This software is free and open source under [MIT license](./LICENSE.txt).
If anyone demands you to download this software only from their webpage, telegram channel, forces you to delete links, videos, makes copyright claims, you are dealing with scammers.
You need to run them with the necessary parameters and redirect certain traffic with iptables or nftables.
## When it will not work
* If DNS server returns false responses. ISP can return false IP addresses or not return anything
when blocked domains are queried. If this is the case change DNS to public ones, such as 8.8.8.8 or 1.1.1.1.Sometimes ISP hijacks queries to any DNS server. Dnscrypt or dns-over-tls help.
* If blocking is done by IP.
* If a connection passes through a filter capable of reconstructing a TCP connection, and which
follows all standards. For example, we are routed to squid. Connection goes through the full OS tcpip stack, fragmentation disappears immediately as a means of circumvention. Squid is correct, it will find everything as it should, it is useless to deceive him. BUT. Only small providers can afford using squid, since it is very resource intensive. Large companies usually use DPI, which is designed for much greater bandwidth.
## nfqws
This program is a packet modifier and a NFQUEUE queue handler.
--dpi-desync-udplen-increment=<int> ; increase or decrease udp packet length by N bytes (default 2). negative values decrease length.
--dpi-desync-udplen-pattern=<filename>|0xHEX ; udp tail fill pattern
--dpi-desync-start=[n|d|s]N ; apply dpi desync only to packet numbers (n, default), data packet numbers (d), relative sequence (s) greater or equal than N
--dpi-desync-cutoff=[n|d|s]N ; apply dpi desync only to packet numbers (n, default), data packet numbers (d), relative sequence (s) less than N
--hostlist=<filename> ; apply dpi desync only to the listed hosts (one host per line, subdomains auto apply, gzip supported, multiple hostlists allowed)
--hostlist-exclude=<filename> ; do not apply dpi desync to the listed hosts (one host per line, subdomains auto apply, gzip supported, multiple hostlists allowed)
--hostlist-auto=<filename> ; detect DPI blocks and build hostlist automatically
--hostlist-auto-fail-threshold=<int> ; how many failed attempts cause hostname to be added to auto hostlist (default : 3)
--hostlist-auto-fail-time=<int> ; all failed attemps must be within these seconds (default : 60)
--hostlist-auto-retrans-threshold=<int> ; how many request retransmissions cause attempt to fail (default : 3)
--hostlist-auto-debug=<logfile> ; debug auto hostlist positives
--filter-tcp=[~]port1[-port2]|* ; TCP port filter. ~ means negation. setting tcp and not setting udp filter denies udp. comma separated list supported.

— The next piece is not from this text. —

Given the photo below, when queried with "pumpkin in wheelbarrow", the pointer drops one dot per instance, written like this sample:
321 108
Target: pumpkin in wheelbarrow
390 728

--filter-udp=[~]port1[-port2]|* ; UDP port filter. ~ means negation. setting udp and not setting tcp filter denies tcp. comma separated list supported.

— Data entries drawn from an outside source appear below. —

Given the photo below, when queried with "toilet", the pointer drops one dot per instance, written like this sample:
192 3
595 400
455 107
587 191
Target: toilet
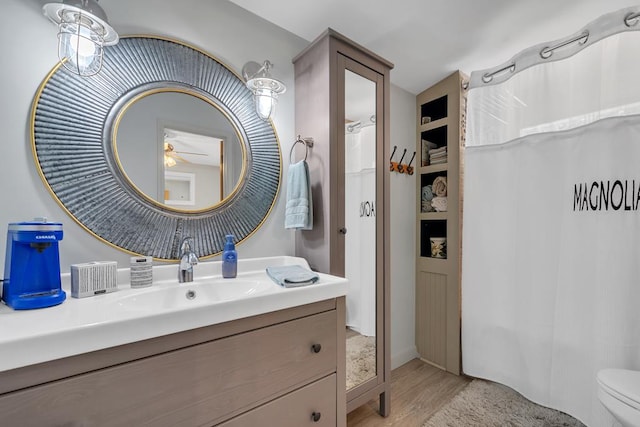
619 392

Fakes are separate generated by nfqws packets carrying false information for DPI. They must either not reach the server or be rejected by it. Otherwise TCP connection or data stream would be broken. There're multiple ways to solve this task.

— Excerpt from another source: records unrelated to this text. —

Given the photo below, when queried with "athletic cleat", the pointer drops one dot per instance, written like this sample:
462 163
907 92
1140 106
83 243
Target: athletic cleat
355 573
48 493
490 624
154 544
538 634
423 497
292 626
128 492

* **md5sig** does not work on all servers
* **badsum** doesn't work if your device is behind NAT which does not pass invalid packets.
* **method** - HTTP method start ('GET', 'POST', 'HEAD', ...). Method is usually always at position 0 but can shift because of `--methodeol` fooling. If fooled position can become 1 or 2.
* **host** - hostname start in a known protocol (http, TLS)
* **endhost** - the byte next to the last hostname's byte
* **sld** - second level domain start in the hostname
* **endsld** - the byte next to the last SLD byte
* **midsld** - middle of SLD
* **sniext** - start of the data field in the SNI TLS extension. Any extension has 2-byte type and length fields followed by data field.
Marker list example : `100,midsld,sniext+1,endhost-2,-10`.
When splitting all markers are resolved to absolute offsets. If a relative position is absent in the current protocol its dropped. Then all resolved offsets are normalized to the current packet offset in multi packet group (multi-packet TLS with kyber, for example). Positions outside of the current packet are dropped. Remaining positions are sorted and deduplicated.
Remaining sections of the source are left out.